The OS will do its best to ensure allocations remain within the same page. Otherwise, it will cause TLB or cache misses, leading to page faults and slowing down the system. While it is possible for allocations to span multiple pages, fixing this issue in the proposed way doesn't scale and IMO is not good programming practice. If we follow your logic, we would need to wrap every single member access in the framework with try/except, assuming it might be on the next page, which to me doesn't make sense.

Again, everything points to the issue being deeper in the framework. It's better to resolve it at the root once and for all, rather than applying workarounds everywhere.
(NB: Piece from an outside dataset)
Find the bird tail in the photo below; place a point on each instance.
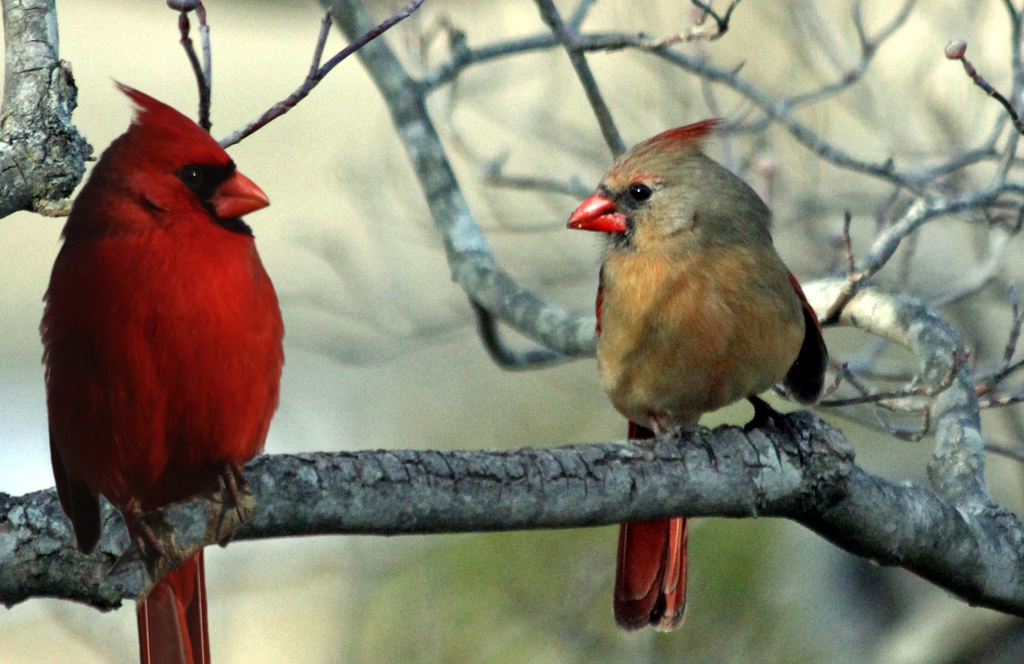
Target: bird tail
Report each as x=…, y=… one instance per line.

I think we should try my suggested fix in get_subdirs() and test if it works in all other cases. So far, it solves the issue with the provided sample auditd_collection.zip without needing the extensive changes from this PR. Are there other cases where this fix doesn't work or is not enough, and would need any of the changes you suggested?

[atcuno]

As I said, I am fine with fixing things in the deeper layers to bubble up less junk but we really do need try/except over accesses that can span a page and/or when trying to follow pointers. You can rework this PR or just start from scratch as long as the failing cases are fixed. I am not attached to this particular PR at all, and I made the other tickets separate and assigned to you since you wrote so much of the cached file / inode code originally.

[ikelos]

Soooo... am I merging this one (in which case the exceptions need combining/reducing) or @gcmoreira are you gonna make a new PR? I'm fine either way, just don't want to commit something we're going to have to change as soon as it's gone in...

[atcuno]

@ikelos just ignore this one until Gus sorts out the issues. He is very focused on this one plus the other cached file ones this week.